Follicular atresia has important clinical implications for ovarian stimulation as the magnitude of recruited of follicles is proportional to the size of the NGFs. In addition, women of all age groups with NGFs below the normal range would have a suboptimal response to ovarian stimulation and experience a shortened reproductive lifespan. Considering a fixed time interval between end of fertility and menopause, these women would undergo an early menopause.[29]

In addition to the “natural” age-related decline, factors that may further deplete the ovarian reserve during reproductive years are diverse. Endometrioma, certain pelvic infections, ovarian surgery, all can reduce the ovarian reserve. Such etiological factors are believed to induce impairment of intrafollicular endocrine and other regulatory mechanisms, reduced aromatase activity, reduced biological activity of gonadotropin surge-attenuating factor, and altered blood flow.[30],[31],[32],[33]

Endometrioma and its surgical excision is known to cause POR.[34] Mechanical pressure on ovarian cortex, impaired vascular networks, and alteration of cortical stroma are some of the mechanisms attributed to the damage caused to ovarian follicles.[35]

Genital tuberculosis, even in its latent form, is increasingly being recognized as a cause of POR in Indian women. Such women are known to have abnormal ORTs[36] and show signs of poor response, requiring high doses of gonadotropins for ovarian stimulation, and reduced oocyte yield during IVF.[37] The mechanisms involved in the absence of obvious structural damage is not understood at present. Chlamydial infection is known to adversely influence the ovarian response in those undergoing IVF.[3] In recent years, uterine artery embolization for treatment of fibroids is found to be yet another etiological factor for POR.[38]

Improved management modalities in various malignancies have led to an increased survival of affected children and young adults. Both chemotherapy and radiotherapy are known to affect the ovarian reserve adversely.[39],[40],[41] Obesity and chronic smoking are other factors known to be associated with POR.[42],[43]

Women of certain ethnicities are known to have POR as determined by ovarian reserve markers or exhibit signs of POR while undergoing IVF. In a study of Indian women undergoing IVF, ovarian age of Indian women was found to be approximately 6 years older than their Spanish counterparts.[44] In comparison to White European women, those from India, Southeast Asia, Middle-East, and Afro-Caribbean undergoing IVF in the UK showed a lower live birth rate indicating a possible causative role of ethnicity.[45] Another study examining the ovarian reserve markers in women among different ethnicities found that Chinese, Latina, and African women had a lower ovarian reserve compared to Caucasian women of similar age.[46] However, a study evaluating the disparities in ovarian reserve between different ethnicities showed that Bangladeshi women who migrated to UK as adults or living in Bangladesh had lower ovarian reserve compared to those who migrated in childhood or European women. The role of ethnicity may not be a simple one and early developmental factors may need to be taken into consideration while evaluating inter-group variations.[47]

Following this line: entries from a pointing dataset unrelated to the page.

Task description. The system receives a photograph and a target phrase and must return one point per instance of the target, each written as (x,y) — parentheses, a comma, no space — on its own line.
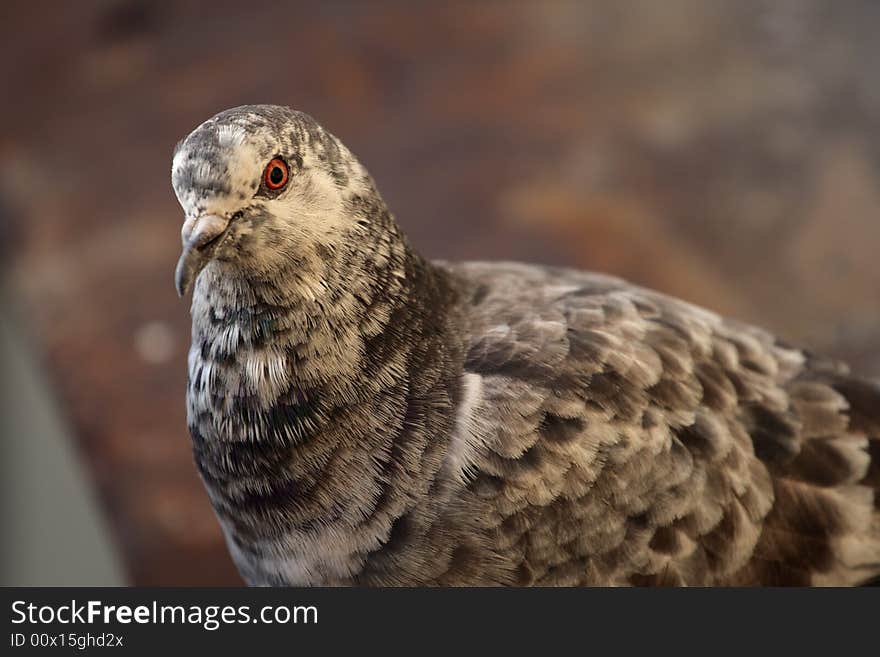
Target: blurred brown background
(727,152)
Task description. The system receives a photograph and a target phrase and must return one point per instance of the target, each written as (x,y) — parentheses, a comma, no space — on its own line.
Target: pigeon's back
(617,436)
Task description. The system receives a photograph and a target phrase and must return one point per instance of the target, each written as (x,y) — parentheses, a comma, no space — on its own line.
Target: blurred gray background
(727,152)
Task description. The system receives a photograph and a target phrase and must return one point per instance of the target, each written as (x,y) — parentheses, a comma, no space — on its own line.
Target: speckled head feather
(362,416)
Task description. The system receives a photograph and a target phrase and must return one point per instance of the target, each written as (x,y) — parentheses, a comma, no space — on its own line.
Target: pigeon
(361,415)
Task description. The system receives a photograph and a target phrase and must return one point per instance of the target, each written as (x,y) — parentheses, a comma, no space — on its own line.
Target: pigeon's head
(261,184)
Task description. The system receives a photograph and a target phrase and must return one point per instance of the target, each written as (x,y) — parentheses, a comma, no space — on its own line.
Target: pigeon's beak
(199,236)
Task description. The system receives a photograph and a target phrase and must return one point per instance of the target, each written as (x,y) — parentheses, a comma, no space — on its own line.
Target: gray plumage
(360,415)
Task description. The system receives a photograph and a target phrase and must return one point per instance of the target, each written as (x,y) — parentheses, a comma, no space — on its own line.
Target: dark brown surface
(725,152)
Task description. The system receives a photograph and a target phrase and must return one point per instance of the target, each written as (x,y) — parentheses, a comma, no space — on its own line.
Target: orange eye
(276,174)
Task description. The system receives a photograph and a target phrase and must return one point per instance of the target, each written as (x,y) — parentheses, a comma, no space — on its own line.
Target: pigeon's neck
(325,416)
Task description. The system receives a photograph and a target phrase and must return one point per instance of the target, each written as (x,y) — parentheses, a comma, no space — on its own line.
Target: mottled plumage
(362,416)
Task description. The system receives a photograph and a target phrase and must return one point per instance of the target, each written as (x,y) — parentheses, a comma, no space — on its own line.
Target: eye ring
(276,174)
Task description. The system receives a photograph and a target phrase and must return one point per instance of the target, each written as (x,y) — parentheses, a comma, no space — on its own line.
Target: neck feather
(322,409)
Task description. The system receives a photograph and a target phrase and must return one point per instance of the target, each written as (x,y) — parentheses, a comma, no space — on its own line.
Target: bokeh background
(727,152)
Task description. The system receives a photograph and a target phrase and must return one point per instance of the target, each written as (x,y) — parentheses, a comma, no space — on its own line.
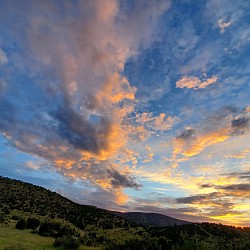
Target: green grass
(11,237)
(24,239)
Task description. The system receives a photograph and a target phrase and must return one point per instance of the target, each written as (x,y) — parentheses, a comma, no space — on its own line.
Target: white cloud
(222,25)
(194,82)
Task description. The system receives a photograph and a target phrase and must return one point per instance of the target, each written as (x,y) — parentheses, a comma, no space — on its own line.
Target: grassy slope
(11,237)
(24,239)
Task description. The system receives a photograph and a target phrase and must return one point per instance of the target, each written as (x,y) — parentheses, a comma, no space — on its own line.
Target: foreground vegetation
(32,217)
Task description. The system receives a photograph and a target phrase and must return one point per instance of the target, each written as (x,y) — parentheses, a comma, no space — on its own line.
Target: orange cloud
(193,82)
(199,143)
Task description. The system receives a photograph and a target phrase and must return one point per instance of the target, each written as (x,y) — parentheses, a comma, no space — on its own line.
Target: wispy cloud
(193,82)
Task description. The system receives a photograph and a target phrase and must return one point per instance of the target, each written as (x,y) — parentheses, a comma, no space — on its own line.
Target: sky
(130,105)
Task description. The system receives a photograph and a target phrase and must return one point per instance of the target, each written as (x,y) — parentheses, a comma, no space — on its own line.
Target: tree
(21,224)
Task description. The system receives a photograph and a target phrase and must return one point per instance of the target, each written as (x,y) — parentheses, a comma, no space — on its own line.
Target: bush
(33,223)
(21,224)
(67,242)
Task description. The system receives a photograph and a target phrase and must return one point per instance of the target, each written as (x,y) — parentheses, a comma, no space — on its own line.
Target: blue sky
(130,105)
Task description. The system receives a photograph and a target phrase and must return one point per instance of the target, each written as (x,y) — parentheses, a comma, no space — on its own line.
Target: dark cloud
(186,134)
(79,132)
(241,175)
(122,180)
(239,125)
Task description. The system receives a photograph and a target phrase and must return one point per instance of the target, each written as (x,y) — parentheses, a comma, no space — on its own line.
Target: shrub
(67,242)
(21,224)
(33,223)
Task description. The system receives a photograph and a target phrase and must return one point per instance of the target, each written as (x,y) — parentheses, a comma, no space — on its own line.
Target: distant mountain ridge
(27,197)
(151,219)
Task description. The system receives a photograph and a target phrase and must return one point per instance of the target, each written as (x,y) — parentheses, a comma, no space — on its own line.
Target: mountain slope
(25,197)
(151,219)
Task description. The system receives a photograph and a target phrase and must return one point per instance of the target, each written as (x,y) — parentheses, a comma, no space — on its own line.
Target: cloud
(3,57)
(193,82)
(122,180)
(156,123)
(71,57)
(240,124)
(222,25)
(216,128)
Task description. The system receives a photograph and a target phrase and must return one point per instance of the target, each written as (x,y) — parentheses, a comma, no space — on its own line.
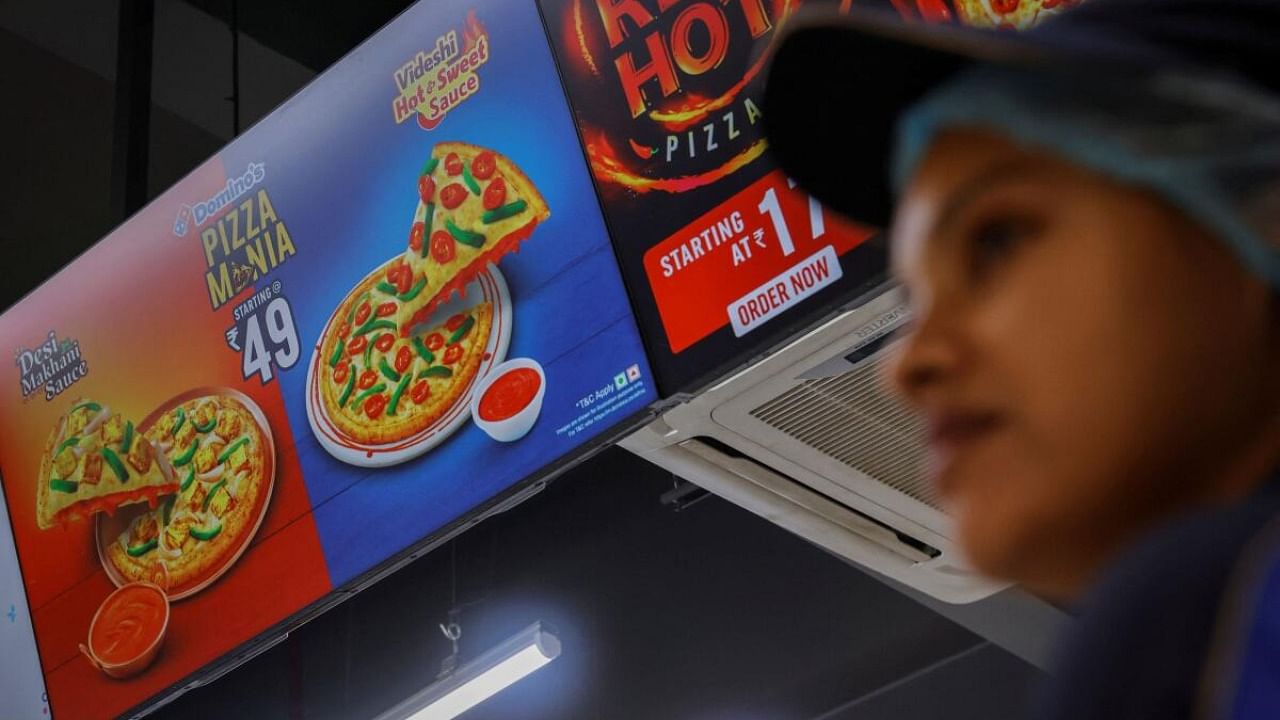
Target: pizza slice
(1014,14)
(223,466)
(474,206)
(379,387)
(95,461)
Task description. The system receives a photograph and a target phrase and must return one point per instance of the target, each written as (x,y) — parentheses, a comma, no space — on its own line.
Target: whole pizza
(95,461)
(223,461)
(389,369)
(379,387)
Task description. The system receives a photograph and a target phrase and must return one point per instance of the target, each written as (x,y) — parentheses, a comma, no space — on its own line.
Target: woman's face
(1089,360)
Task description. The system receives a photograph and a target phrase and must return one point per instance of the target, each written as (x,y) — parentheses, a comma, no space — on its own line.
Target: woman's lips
(950,434)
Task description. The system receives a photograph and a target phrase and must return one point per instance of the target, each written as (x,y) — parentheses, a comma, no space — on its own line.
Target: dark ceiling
(698,615)
(704,614)
(312,33)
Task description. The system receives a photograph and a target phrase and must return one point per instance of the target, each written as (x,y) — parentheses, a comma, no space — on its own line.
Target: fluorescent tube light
(480,679)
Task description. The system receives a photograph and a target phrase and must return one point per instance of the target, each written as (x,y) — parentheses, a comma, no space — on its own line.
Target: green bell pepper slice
(346,391)
(388,370)
(462,329)
(426,228)
(374,390)
(206,534)
(379,324)
(470,180)
(420,347)
(69,442)
(128,437)
(414,291)
(216,487)
(507,210)
(400,391)
(186,455)
(227,451)
(464,236)
(140,550)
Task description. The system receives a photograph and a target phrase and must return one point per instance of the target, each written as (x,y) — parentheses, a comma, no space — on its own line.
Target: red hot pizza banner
(722,254)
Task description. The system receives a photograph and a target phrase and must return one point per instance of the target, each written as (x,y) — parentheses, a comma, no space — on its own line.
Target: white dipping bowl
(519,424)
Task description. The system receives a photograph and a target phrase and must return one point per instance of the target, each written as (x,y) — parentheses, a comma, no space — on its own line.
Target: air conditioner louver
(855,420)
(813,440)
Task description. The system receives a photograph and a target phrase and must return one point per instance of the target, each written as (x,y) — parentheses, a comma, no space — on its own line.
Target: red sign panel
(746,260)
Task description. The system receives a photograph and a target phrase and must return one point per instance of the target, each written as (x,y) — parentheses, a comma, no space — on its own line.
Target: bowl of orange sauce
(508,400)
(128,629)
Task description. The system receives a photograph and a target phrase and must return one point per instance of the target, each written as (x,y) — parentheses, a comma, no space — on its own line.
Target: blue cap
(840,82)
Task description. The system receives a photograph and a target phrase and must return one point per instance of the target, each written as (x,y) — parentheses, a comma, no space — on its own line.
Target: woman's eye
(995,240)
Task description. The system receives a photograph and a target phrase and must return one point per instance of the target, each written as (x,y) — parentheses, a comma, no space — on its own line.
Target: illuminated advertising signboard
(718,249)
(722,254)
(380,311)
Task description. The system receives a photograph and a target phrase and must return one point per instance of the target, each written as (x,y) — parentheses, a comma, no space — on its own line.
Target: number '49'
(279,346)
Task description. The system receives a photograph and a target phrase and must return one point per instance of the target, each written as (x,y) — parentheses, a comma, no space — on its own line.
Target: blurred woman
(1087,220)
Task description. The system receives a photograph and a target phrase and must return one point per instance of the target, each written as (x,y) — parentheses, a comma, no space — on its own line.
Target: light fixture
(481,678)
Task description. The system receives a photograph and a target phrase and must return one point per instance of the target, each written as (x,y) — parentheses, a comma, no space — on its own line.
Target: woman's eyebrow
(1004,172)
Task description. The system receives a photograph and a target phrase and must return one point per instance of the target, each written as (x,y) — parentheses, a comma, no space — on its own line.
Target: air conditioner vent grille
(854,419)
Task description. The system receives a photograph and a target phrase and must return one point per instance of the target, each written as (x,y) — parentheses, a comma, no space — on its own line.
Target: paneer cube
(184,434)
(64,464)
(204,413)
(113,429)
(196,501)
(141,455)
(92,470)
(206,458)
(240,459)
(228,424)
(145,529)
(222,502)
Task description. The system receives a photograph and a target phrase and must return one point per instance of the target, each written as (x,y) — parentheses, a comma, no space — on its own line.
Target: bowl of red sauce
(128,629)
(508,400)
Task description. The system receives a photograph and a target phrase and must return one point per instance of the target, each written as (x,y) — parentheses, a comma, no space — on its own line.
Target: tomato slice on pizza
(475,206)
(95,461)
(220,456)
(379,387)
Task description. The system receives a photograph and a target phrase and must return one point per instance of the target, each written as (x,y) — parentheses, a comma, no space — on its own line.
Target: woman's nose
(923,359)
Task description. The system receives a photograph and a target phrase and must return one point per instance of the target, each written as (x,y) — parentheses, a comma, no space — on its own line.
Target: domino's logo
(184,219)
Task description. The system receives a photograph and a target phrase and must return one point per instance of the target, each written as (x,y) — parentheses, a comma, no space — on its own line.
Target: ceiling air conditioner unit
(812,440)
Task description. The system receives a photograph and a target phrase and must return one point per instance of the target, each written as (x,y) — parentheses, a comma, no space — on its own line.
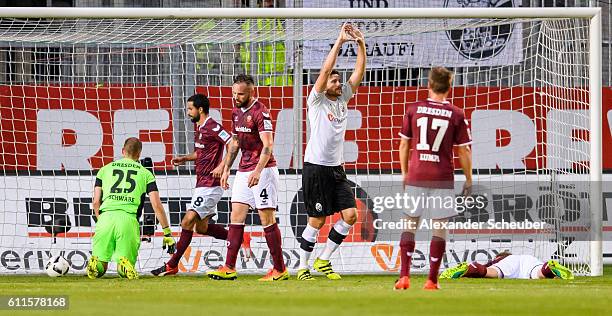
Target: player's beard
(195,118)
(242,104)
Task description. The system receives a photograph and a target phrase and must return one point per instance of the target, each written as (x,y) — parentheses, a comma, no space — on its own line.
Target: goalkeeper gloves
(168,240)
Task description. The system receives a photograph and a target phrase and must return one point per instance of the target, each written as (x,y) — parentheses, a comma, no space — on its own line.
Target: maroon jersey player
(429,132)
(210,139)
(256,183)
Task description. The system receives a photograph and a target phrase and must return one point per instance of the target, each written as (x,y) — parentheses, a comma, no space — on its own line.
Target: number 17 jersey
(433,129)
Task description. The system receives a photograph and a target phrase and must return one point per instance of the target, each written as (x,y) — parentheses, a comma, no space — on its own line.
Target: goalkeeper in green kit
(119,194)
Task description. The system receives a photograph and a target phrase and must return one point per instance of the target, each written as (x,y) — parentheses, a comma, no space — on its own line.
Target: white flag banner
(489,45)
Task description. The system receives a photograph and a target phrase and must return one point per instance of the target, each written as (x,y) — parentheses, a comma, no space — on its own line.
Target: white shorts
(204,201)
(430,203)
(263,195)
(518,267)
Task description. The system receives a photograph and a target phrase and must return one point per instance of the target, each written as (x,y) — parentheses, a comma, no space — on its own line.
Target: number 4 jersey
(433,129)
(124,184)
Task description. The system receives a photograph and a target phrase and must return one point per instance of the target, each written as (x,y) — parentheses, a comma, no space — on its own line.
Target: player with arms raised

Altered expression of certain genes in cumulus and granulosa cells have been implicated in the etiology of POR in young women.[48],[49] FSH receptor (FSHR) polymorphism is considered to be an important cause of unexpected poor response in young women undergoing IVF. Mutations, polymorphisms, and alternatively spliced variants in FSHR have varied effects on receptor function. They are believed to bring about structural change in the receptor, thereby reducing the hormone-binding ability or hormone-induced signaling ability.[50] Certain types of mutations in FMR1 gene are known to be associated with reduced ovarian functional reserve in young women.[51]

   Management Top

The overriding concern that women with POR have a limited reproductive lifespan to conceive with their own eggs governs all aspects of the management. The vast majority of available evidence on efficacy of various therapeutic interventions in women with POR is in the context of IVF and shows a lowered pregnancy and live birth rate irrespective of age.[7],[8],[9],[52] Avoiding profound and prolonged pituitary suppression, prevention of premature luteinizing hormone (LH) surge, and controlled ovarian stimulation (COS) to maximize oocyte yield and achieve embryos with good implantation potential form the basis of all therapeutic interventions in poor responders. A common hurdle for comparison of treatment strategies has been the different criteria used by investigators to define POR, and Bologna criteria offer an important step in the right direction to identify homogenous groups for evaluating efficacy of various therapies.[53],[54],[55]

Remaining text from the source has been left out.